Your Hands, Feet and Head
About 30 percent of your body heat escapes through your hands and feet. There are several brands of running gloves and mittens to help keep your hands warm and insulated. Choose gloves for milder temps and mittens for colder conditions. Keeping your feet warm, shouldn't be that much of a problem. The bigger issue is keeping them dry from snow or puddles of melted snow. What you don't want are sweaty feet, which can increase the chances of blisters or other fungal issues. If you are running through water, consider a different type of running shoe for trail running. About 40 percent of your body heat is lost through your head. Wearing a scull cap will help prevent heat loss, but if it's really cold, opt for a face mask or a scarf over your mouth to warm the air you breathe and to protect your face.
Layers and Overdressing
When facing the cold temps, I think most people have the tendency to overdress, not realizing that their body heat will increase along their run. A good rule of thumb is to dress 20 degrees warmer than the actual temperature outside. Start with a thin layer of a wicking material. Add an outer layer of breathable material that will protect you against wind and precipitation, while it still lets out heat and moisture to prevent overheating and chilling. For the really cold temps, add a middle layer such as a fleece jacket for added insulation.
Watch for Frostbite
Be sure to keep an eye on your fingers, toes, ears and nose. They may feel numb at first, but they should warm up a few minutes into your run. If you notice a patch of hard, pale, cold skin, you may have frostbite and you should get out of the cold immediately and slowly warm the affected area. Do NOT take a hot shower, as it could send your body into shock.
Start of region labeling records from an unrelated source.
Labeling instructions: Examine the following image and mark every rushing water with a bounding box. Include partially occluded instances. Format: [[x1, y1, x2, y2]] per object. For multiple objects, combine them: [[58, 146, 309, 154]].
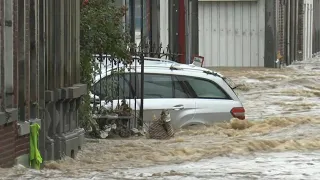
[[0, 58, 320, 180]]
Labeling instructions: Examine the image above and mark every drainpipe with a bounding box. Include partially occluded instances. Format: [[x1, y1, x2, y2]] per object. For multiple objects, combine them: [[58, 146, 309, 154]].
[[178, 0, 186, 64]]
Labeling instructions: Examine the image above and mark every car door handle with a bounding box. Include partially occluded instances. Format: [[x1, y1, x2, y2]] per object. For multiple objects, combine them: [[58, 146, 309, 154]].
[[172, 104, 184, 111]]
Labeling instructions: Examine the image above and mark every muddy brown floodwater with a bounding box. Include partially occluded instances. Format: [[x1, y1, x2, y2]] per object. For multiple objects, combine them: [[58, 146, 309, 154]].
[[0, 58, 320, 179]]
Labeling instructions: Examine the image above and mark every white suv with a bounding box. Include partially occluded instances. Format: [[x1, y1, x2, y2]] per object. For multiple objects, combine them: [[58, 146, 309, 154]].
[[92, 58, 245, 128]]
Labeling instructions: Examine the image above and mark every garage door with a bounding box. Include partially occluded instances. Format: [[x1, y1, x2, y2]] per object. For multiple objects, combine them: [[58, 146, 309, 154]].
[[199, 0, 265, 67]]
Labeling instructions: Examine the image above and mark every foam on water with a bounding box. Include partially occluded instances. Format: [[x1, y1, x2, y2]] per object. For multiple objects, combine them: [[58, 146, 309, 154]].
[[0, 58, 320, 179]]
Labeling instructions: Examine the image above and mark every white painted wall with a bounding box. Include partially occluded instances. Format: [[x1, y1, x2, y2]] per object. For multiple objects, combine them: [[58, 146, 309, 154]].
[[303, 0, 318, 59], [199, 0, 265, 67]]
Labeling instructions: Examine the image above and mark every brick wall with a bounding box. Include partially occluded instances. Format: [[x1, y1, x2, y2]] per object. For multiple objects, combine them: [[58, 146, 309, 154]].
[[0, 122, 29, 167], [0, 0, 29, 167], [297, 0, 304, 61], [277, 0, 287, 60]]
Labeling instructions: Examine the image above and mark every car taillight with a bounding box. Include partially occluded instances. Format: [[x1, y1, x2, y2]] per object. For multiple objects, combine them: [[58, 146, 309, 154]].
[[230, 107, 246, 120]]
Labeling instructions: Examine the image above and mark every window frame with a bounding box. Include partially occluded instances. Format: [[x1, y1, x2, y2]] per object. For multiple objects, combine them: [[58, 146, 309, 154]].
[[174, 75, 232, 100]]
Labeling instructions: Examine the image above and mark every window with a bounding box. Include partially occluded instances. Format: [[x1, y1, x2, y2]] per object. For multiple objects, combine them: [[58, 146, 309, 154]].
[[144, 74, 189, 99], [92, 74, 134, 100], [179, 76, 230, 99]]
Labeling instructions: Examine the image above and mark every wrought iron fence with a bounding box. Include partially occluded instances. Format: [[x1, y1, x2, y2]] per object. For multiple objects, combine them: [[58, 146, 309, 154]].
[[90, 44, 179, 138]]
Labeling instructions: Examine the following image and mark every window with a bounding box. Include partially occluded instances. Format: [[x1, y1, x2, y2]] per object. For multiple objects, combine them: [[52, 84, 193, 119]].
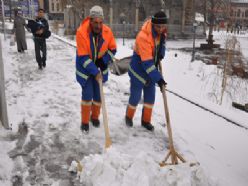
[[52, 3, 54, 11]]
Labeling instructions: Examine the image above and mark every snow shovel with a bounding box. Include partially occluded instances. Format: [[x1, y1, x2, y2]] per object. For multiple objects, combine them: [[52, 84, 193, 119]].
[[159, 61, 186, 167], [113, 57, 121, 76], [98, 79, 112, 149]]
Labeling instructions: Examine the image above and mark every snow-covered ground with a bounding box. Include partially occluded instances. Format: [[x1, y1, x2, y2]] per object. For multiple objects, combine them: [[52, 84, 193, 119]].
[[0, 28, 248, 186]]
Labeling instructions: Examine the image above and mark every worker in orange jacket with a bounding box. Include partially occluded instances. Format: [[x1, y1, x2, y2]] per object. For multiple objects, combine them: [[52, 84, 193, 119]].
[[76, 6, 116, 132], [125, 11, 167, 131]]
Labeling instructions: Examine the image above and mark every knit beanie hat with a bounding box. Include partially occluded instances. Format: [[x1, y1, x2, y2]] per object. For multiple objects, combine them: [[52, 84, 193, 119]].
[[89, 5, 103, 19], [152, 11, 167, 24]]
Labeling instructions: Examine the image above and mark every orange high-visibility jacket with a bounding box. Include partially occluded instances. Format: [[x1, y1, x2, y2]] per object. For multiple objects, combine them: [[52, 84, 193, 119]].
[[76, 17, 116, 86], [128, 20, 166, 85]]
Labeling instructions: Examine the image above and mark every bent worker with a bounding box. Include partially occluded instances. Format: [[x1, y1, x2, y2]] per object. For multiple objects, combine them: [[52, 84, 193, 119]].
[[76, 6, 116, 132], [125, 11, 167, 131]]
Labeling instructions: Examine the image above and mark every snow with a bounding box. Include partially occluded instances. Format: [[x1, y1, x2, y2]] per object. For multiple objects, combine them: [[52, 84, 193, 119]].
[[0, 28, 248, 186], [72, 147, 210, 186]]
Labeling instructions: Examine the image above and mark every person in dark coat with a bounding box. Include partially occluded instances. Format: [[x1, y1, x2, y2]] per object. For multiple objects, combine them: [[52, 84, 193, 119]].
[[30, 9, 50, 70], [13, 11, 29, 53]]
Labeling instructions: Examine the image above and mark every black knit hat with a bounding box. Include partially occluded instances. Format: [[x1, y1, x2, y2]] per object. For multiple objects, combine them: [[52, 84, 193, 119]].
[[152, 11, 167, 24]]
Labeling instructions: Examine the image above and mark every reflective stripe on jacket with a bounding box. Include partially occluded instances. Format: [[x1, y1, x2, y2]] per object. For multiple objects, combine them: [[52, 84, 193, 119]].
[[129, 20, 165, 85], [76, 17, 116, 86]]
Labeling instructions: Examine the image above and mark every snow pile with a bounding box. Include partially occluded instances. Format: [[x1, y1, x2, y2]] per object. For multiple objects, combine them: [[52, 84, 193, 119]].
[[70, 147, 211, 186], [0, 129, 14, 186]]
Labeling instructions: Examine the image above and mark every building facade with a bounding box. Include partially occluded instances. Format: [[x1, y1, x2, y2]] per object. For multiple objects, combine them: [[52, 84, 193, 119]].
[[64, 0, 204, 37], [230, 0, 248, 27]]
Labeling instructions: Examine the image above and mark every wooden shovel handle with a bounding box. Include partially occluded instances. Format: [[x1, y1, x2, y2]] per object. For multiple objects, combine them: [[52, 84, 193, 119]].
[[98, 79, 112, 148]]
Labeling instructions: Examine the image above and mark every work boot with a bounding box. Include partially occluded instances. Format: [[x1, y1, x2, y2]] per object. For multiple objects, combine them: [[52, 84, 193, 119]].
[[125, 116, 133, 127], [91, 118, 100, 128], [81, 123, 89, 133], [38, 64, 42, 70], [141, 121, 154, 131]]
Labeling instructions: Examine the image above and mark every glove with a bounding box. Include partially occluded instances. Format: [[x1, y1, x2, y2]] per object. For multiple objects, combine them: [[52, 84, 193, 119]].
[[95, 58, 108, 71], [158, 79, 167, 92]]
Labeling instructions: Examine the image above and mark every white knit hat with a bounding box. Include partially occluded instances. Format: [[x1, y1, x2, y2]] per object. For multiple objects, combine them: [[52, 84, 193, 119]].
[[89, 5, 103, 19]]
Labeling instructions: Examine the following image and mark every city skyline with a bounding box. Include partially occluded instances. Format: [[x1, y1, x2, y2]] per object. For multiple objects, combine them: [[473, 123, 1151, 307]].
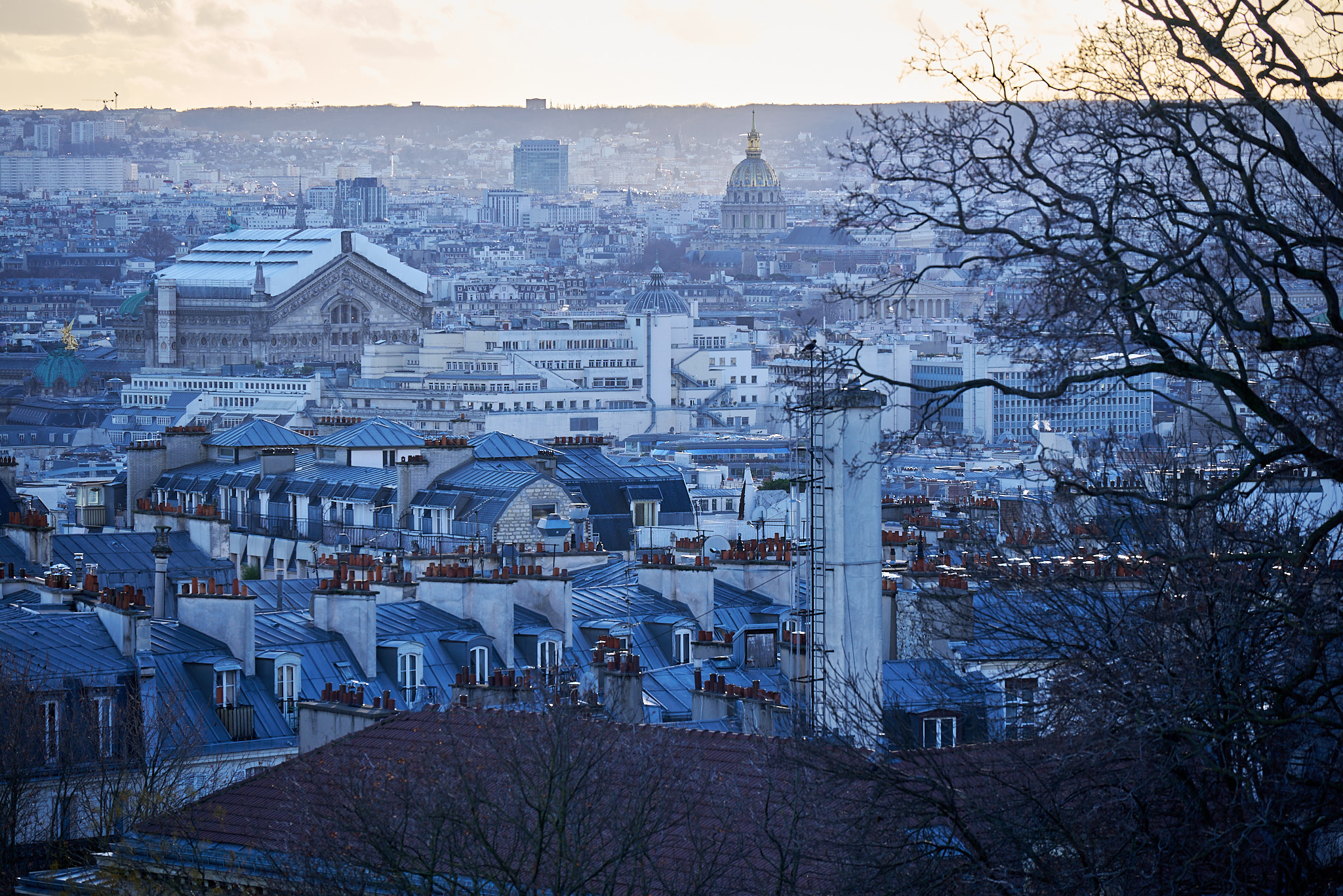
[[0, 0, 1102, 109]]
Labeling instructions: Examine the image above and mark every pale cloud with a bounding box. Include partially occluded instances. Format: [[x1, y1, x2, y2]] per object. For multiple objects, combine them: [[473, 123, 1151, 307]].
[[0, 0, 1102, 109]]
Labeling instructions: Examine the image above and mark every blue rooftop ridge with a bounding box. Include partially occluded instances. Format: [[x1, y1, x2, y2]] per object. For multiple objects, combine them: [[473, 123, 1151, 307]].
[[624, 265, 691, 316], [470, 433, 550, 459], [205, 418, 313, 447], [310, 416, 424, 449]]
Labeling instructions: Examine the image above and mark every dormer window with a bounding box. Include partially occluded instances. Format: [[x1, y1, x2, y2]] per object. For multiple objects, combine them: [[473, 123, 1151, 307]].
[[747, 631, 778, 669], [396, 644, 424, 704], [275, 662, 300, 703], [1003, 678, 1039, 740], [470, 648, 491, 684], [630, 501, 658, 526], [672, 629, 691, 663]]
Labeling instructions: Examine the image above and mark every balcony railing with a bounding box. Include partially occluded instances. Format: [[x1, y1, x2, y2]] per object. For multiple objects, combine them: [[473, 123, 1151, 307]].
[[215, 704, 256, 740]]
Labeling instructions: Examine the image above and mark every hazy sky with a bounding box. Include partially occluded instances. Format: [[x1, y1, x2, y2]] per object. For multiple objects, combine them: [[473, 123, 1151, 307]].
[[0, 0, 1101, 109]]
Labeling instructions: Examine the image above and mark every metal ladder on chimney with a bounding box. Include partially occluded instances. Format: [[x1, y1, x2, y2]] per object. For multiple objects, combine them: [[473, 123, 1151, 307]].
[[807, 347, 828, 737]]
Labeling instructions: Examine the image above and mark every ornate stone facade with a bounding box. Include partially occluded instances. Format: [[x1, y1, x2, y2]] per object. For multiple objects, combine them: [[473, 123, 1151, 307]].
[[117, 231, 432, 368], [720, 115, 788, 237]]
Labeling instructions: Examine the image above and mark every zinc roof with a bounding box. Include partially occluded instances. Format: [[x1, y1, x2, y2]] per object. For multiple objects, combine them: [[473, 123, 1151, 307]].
[[205, 419, 313, 447], [311, 416, 424, 449], [159, 228, 428, 296]]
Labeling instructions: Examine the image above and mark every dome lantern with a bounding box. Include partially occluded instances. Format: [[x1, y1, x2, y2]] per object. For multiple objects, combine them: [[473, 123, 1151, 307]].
[[624, 265, 691, 316]]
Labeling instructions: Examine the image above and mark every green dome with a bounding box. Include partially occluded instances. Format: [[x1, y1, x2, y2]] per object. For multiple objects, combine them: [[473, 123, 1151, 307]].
[[32, 348, 89, 388]]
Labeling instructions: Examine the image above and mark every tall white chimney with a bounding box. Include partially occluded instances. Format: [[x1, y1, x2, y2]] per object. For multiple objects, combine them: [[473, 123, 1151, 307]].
[[823, 388, 891, 743]]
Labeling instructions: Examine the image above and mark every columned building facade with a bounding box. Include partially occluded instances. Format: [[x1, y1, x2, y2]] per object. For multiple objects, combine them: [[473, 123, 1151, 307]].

If the numbness continues, see a doctor immediately.
Protect Your Eyes
The snow can cause blindness so invest in polarized lenses to avoid the glaring sun if your area gets lots of snow.
Get Out of Wet Clothes Immediately
I actually made this mistake the other day. I ran at the gym, went outside in the cold temps, then went to the salon....in my wet gym clothes. I ended up sitting under the dryer for an hour with my NorthFace jacket on trying to warm up. If you get wet from rain, snow or sweat in cold temperatures, you're at an increased risk for hypothermia (this is what happens when your body temperature lowers). If you're wet change your clothes and get into warm shelter as quickly as possible. If you suspect hypothermia (intense shivering, loss of coordination, slurred speech and fatigue) seek emergency medical care.
Even if you are in cold weather, you're still sweating and losing fluids. Cold air also has a drying effect, which can increase the risk of dehydration. Drink plenty of water or a sports drink before, during and after your run.